The company has gained some ground, mostly by taking on debt and excess inventory obligations. Currently, the financial load of inventory is counted at $1.141 billion, compared to $861 million last year. GameStop has been investing in its offerings to improve appeal in nerd culture and hobbies, augmenting gaming income. GameStop ended the financial period with cash and cash equivalents of $1.413 billion. And that total includes new debts of around $46 million added to existing obligations.
Total revenue was $1.297 billion, which is up from $1.005 billion during the same period last year. But with the millions in debt they’ve been saddled with, things aren’t looking great. So when looking at those totals, the loss reported at $105.4 million is staggering.
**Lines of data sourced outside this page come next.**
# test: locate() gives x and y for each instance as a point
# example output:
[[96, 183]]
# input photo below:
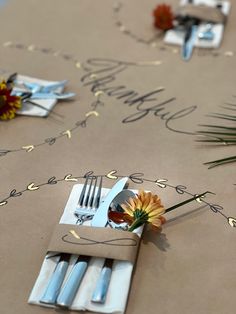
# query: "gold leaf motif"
[[56, 53], [232, 221], [7, 44], [98, 93], [32, 187], [69, 177], [198, 199], [78, 65], [111, 175], [90, 113], [229, 53], [157, 62], [31, 48], [73, 232], [28, 148], [160, 183], [68, 133]]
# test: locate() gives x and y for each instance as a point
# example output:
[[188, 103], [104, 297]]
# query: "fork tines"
[[91, 194]]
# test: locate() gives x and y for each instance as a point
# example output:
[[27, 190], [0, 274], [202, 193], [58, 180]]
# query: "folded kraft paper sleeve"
[[95, 241]]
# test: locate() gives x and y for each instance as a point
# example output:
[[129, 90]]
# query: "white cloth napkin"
[[31, 110], [120, 280], [176, 37]]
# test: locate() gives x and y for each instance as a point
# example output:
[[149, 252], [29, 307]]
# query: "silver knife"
[[70, 288], [51, 95]]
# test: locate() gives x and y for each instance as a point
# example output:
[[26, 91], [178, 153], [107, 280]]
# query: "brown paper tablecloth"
[[190, 267]]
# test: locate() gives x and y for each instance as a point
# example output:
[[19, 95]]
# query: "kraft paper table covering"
[[190, 267]]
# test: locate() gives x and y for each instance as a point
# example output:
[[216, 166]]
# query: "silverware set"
[[62, 292]]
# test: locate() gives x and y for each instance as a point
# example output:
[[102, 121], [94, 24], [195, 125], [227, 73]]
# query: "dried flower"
[[163, 17], [145, 207], [8, 104]]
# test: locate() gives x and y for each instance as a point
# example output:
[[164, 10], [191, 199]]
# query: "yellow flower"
[[145, 207], [8, 104]]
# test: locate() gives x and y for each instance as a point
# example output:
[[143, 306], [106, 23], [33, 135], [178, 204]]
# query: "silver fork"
[[89, 200], [86, 207]]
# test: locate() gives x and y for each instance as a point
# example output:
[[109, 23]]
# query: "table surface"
[[142, 124]]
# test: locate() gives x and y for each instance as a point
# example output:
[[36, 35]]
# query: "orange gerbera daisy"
[[145, 207], [8, 104]]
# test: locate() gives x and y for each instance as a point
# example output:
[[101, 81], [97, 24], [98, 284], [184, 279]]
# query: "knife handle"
[[100, 292], [56, 280], [69, 290]]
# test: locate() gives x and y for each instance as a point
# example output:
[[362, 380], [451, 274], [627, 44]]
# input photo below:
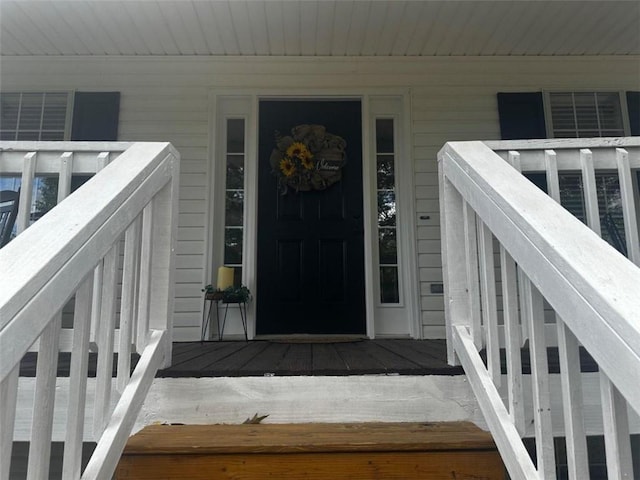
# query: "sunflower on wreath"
[[308, 159]]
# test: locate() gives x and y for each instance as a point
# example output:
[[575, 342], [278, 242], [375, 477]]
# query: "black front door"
[[310, 275]]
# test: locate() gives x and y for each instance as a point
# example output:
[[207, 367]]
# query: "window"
[[585, 114], [387, 227], [38, 116], [33, 116], [591, 114], [234, 199]]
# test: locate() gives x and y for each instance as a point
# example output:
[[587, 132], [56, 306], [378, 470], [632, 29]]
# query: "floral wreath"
[[308, 159]]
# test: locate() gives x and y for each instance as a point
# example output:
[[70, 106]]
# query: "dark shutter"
[[633, 107], [95, 116], [521, 116]]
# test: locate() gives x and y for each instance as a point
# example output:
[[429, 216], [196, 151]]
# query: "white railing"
[[544, 256], [108, 248]]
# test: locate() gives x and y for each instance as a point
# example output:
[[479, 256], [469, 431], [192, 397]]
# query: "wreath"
[[308, 159]]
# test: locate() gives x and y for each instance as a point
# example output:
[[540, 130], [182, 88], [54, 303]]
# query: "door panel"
[[310, 276]]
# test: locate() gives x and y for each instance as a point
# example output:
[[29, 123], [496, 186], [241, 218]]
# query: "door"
[[310, 269]]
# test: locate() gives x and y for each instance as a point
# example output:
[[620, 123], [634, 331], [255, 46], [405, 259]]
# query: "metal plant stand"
[[214, 305]]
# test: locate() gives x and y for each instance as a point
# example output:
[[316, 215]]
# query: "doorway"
[[310, 251]]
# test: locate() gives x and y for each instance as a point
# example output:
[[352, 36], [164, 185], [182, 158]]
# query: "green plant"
[[230, 294]]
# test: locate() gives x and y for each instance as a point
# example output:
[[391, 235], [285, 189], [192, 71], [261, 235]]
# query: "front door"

Over the last couple of years, GameStop has been beset by controversy and issues. Shipping delays and poor organization have plagued the company for months. During that same time, the company has been bleeding talent. Store employees are continually fleeing the company amid low pay and terrible hours. And at the executive level, fight is common. But it’s only the latter of those two that got a $179 million bonus.
The bulk of revenue of the company’s income is from hardware and accessories (i.e. consoles, controllers, and headsets), which brought in a total of $669.9 million. That total accounts for 51.7% of their total revenue. The general contraction of the company’s revenue over the years has been hell on their books. The video game giant has been closing stores all over the world, with hundreds of locations already shuttered. Quarterly losses are also common, with the recent $100 million actually being a low total, compared to previous years.